Haiyan est l'invité surprise de la conférence des Nations Unies sur le climat. Il est difficile de ne pas faire le rapprochement entre le typhon dévastateur qui a frappé les Philippines et le dérèglement climatique.

Bien entendu, les scientifiques ne font pas de lien direct entre cyclones et changement climatique. Mais, tout le monde s’accorde sur la multiplication des événements climatiques extrêmes à cause du réchauffement des océans.

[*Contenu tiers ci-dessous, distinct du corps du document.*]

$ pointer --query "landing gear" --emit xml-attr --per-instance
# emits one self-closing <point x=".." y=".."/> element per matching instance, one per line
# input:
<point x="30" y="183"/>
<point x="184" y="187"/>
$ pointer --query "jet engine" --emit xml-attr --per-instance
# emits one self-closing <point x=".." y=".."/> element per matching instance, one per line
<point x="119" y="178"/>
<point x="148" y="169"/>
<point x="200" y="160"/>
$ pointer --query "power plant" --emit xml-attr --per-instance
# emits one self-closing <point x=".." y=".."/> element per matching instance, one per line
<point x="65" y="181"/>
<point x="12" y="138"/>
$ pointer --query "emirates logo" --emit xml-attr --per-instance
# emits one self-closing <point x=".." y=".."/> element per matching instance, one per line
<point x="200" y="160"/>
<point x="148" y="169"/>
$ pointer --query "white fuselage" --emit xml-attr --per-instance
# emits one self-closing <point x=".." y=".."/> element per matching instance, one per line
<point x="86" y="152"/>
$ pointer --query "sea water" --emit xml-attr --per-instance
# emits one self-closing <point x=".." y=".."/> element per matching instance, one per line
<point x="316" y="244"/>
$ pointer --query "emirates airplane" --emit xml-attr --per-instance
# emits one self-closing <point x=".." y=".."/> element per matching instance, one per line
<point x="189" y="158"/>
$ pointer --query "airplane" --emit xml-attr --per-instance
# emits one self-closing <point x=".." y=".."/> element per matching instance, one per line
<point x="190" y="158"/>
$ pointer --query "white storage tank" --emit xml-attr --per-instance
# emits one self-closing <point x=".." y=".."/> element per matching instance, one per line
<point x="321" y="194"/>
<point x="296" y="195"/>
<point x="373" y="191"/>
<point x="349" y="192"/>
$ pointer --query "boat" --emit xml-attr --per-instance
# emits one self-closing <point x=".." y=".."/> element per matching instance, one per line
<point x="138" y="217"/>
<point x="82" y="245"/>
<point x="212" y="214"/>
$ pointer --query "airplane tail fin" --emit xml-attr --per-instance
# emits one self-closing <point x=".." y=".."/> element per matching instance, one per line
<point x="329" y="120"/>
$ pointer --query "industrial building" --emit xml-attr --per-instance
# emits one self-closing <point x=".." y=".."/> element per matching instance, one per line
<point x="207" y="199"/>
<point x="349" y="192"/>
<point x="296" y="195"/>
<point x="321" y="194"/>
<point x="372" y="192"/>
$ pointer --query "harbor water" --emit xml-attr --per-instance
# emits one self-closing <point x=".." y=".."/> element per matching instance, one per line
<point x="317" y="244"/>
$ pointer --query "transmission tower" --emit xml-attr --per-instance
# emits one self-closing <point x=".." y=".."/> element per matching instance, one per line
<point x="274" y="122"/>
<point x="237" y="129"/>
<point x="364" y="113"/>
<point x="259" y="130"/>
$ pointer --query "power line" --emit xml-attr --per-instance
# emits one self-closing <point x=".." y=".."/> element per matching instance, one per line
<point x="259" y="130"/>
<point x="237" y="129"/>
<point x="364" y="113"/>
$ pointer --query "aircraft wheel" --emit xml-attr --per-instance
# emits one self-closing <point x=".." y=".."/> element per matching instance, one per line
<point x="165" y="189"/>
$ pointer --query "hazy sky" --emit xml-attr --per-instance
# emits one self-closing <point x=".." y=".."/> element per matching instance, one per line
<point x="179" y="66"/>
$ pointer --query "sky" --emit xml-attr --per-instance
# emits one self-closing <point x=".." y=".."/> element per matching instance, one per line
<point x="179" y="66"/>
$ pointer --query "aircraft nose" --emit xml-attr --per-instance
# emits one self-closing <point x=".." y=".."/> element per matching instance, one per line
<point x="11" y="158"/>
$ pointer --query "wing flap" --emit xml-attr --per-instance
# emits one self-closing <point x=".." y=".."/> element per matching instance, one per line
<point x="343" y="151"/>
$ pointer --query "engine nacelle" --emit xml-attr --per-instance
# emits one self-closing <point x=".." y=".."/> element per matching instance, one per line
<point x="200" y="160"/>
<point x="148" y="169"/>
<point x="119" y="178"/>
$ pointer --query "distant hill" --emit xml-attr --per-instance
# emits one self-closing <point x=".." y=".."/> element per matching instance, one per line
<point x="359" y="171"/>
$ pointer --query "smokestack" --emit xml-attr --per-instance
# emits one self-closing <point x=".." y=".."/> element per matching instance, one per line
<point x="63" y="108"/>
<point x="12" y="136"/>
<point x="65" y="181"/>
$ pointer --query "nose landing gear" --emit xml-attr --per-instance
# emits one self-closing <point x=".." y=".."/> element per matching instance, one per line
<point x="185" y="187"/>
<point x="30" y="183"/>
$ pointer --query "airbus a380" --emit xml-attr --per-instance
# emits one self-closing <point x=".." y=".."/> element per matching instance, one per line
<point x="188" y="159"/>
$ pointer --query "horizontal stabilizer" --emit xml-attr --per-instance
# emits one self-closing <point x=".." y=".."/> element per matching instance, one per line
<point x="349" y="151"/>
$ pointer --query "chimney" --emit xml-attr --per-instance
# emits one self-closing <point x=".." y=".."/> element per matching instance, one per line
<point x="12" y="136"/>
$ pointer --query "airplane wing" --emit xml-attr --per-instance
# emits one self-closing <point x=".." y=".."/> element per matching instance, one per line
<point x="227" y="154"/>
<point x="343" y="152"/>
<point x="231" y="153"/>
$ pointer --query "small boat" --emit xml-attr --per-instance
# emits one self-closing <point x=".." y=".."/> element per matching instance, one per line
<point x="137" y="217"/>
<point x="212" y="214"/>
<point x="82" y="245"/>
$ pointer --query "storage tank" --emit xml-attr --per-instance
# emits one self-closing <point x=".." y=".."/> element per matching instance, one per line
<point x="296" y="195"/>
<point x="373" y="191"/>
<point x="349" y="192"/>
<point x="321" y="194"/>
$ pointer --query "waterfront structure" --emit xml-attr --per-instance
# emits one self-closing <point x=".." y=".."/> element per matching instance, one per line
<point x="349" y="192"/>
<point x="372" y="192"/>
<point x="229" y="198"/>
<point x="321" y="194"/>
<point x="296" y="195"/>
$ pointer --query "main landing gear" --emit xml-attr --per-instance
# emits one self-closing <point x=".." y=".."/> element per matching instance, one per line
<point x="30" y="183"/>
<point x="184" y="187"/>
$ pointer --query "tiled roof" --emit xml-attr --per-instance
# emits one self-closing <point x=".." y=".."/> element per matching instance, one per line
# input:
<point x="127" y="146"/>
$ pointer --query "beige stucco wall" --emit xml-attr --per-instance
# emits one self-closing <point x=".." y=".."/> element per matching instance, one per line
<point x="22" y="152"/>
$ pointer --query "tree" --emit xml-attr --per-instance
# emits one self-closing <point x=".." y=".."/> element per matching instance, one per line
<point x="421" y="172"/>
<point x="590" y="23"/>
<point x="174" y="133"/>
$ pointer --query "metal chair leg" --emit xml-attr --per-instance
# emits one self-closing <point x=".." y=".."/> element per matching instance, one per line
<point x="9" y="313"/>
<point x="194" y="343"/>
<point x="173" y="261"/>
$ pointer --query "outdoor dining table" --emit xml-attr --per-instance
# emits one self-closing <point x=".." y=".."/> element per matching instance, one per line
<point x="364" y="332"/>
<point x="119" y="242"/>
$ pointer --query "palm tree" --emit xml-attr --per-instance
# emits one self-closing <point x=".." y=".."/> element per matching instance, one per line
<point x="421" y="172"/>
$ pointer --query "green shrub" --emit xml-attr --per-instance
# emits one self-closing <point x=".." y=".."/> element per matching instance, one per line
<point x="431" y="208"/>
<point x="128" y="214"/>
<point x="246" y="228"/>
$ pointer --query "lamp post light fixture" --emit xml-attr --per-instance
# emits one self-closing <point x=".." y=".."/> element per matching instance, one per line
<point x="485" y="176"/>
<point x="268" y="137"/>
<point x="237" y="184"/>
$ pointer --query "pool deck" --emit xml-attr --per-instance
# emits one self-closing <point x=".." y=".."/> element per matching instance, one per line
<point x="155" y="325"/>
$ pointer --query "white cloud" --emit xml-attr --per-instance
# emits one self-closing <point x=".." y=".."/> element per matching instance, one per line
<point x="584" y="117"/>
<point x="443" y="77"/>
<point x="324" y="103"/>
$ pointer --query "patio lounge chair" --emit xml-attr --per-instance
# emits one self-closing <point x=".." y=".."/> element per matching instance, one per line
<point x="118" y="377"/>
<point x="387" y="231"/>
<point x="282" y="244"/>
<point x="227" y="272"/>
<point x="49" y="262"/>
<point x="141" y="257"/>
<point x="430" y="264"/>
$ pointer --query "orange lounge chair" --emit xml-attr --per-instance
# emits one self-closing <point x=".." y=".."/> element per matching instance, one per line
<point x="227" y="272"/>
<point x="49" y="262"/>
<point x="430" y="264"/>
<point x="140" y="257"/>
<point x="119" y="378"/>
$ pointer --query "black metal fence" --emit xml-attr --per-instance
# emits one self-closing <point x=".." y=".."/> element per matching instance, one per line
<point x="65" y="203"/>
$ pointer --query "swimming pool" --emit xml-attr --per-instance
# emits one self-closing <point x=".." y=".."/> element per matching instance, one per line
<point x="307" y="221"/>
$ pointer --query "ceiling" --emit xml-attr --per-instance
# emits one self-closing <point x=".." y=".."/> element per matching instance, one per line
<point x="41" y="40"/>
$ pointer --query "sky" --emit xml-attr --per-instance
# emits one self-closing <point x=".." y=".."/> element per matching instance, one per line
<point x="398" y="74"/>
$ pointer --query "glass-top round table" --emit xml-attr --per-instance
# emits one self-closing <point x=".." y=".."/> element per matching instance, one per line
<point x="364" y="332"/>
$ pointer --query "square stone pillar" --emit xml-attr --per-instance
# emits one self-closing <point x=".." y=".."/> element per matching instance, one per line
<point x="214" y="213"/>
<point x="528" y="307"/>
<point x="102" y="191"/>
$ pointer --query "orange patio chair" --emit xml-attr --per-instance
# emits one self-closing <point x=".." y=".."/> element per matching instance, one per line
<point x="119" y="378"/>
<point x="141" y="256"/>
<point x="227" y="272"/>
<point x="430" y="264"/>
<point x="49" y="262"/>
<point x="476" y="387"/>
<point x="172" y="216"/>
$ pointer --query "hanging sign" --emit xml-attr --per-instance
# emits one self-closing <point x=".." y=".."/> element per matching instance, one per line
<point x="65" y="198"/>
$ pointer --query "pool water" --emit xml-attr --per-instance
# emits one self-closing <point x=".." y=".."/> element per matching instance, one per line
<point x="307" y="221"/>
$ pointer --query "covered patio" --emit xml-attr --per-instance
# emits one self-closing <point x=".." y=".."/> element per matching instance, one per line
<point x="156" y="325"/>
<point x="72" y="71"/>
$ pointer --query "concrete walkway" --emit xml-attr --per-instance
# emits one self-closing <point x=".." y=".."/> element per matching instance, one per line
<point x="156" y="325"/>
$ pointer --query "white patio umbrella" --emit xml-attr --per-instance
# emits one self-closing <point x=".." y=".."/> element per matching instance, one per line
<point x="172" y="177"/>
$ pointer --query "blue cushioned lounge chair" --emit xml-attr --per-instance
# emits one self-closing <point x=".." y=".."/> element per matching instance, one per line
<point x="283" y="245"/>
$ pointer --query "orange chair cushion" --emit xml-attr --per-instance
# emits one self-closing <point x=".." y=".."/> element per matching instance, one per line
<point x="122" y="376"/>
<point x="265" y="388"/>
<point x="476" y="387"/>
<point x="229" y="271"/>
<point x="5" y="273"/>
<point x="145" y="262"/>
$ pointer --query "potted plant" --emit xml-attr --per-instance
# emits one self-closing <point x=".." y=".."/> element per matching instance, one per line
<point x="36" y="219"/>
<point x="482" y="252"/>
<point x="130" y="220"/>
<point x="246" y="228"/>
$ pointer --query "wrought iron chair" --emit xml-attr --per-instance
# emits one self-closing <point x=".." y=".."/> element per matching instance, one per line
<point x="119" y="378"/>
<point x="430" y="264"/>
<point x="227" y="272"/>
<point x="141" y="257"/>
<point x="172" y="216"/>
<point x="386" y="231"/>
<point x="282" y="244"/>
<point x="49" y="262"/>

Le typhon Haiyan fait ressurgir les interrogations sur le climat

Avec le cyclone, on passe des grand-messes internationales aux milliers de victimes. Haiyan est un typhon comme on n’en a jamais connu auparavant. Il s’agit du typhon le plus violent de l’histoire. Il est même hors catégorie.

Qui dit typhon, dit réchauffement des océans, conséquence du dérèglement climatique. Si rien n'est fait, les scientifiques estiment que la température sur terre augmentera de 5 degrés, en 2100. L'objectif de la communauté internationale de limiter à 2 degrés la hausse de la température semble difficile à atteindre.

Les Etats doivent s’entendre sur les mesures à prendre

Le chantier est énorme. L'objectif de la réunion de Varsovie est de dresser une feuille de route pour la grande conférence de Paris en 2015. Ce sommet devrait adopter un accord global et légalement contraignant. Mais, la communauté internationale reste divisée sur la réduction des émissions de gaz à effet de serre.

Chacun joue d'égoïsme et de mauvaise foi. L'Europe aime se montrer comme un exemple. Pourtant, les disparités sont énormes entre les pays européens. De leur côté, les Etats-Unis, qui n'ont jamais ratifié le protocole de Kyoto, traînent des pieds pour réduire leurs gaz à effet de serre. Les pays industrialisés ont utilisé la crise comme prétexte pour justifier l'inaction.

Il y a aussi les pays émergents, dont principalement la Chine. Ce pays, qui est le premier émetteur de gaz à effet de serre, ne veut pas subir les mêmes contraintes que les pays industrialisés. Bref, on tourne en rond.

Les pays pauvres, premières victimes du réchauffement

L'autre problème est l'aide financière apportée aux pays pauvres qui sont les premières victimes du changement climatique. Lors de la conférence de Copenhague en 2010, les pays du nord avaient promis une aide de 100 milliards de dollars par an. Mais, rien n'a été fait.

On peut espérer que le drame philippin va secouer les délégués réunis à Varsovie… Et, enfin relancer la machine pour répondre aux défis du changement climatique.